The Village Voice on Transhumanism

The Village Voice has an extended look at last month’s World Transhumanist Association held at Yale. The author hits briefly on the Singularity, nanotech, and all of the rest of the transhumanist panapoly. But what attracted my attention was this quote from Bill McKibben,

I go straight to the question of why on earth we would want to do this in first place. I’ve been unable to come up with an answer. All of this enhancing and souping up presupposes a goal or an aim. What is that goal? What is it we’re not intelligent enough to do now? It’s not to feed the hungry—that has to do with how we share things. Fighting disease? We’re making steady progress in conventional medical science with the brains that we have right now. There are a thousand reasons not to trade in people, as we have known them throughout human history, for something else.

I can envision McKibben’s distant ancestors lecturing anyone who will listen,

What good is this whole agriculture thing for? What is the goal? Who needs this? We’ve been hunting and gathering for thousands of years, why switch now?
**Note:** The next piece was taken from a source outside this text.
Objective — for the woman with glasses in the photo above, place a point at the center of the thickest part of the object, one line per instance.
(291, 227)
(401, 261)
People want to transcend humanity because it is one of the most deep-seated desires in most human beings. This is usually expressed in the context of religion in which such transcendce occurs after death. Transhumanists want to avoid the whole “wait until you die” version of transcendence and instead transform themselves and others into something more than human in this universe.

A major theme of the last 10,000 years is of human beings increasingly exerting control over both themselves and their environment. Transhumanism is simply the logical extension of that in the face of the often bewildering pace of technological change.

On one end of the spectrum, McKibben rejects technological change, complaining that we are in danger of leaving the “natural world” (whatever that means) behind. On the other, transhumanism says “bring it on,” betting that the pace of technological change will continue to accelerate until what comes next becomes inherently unpredictable (the Singularity) and that this will be a very good thing.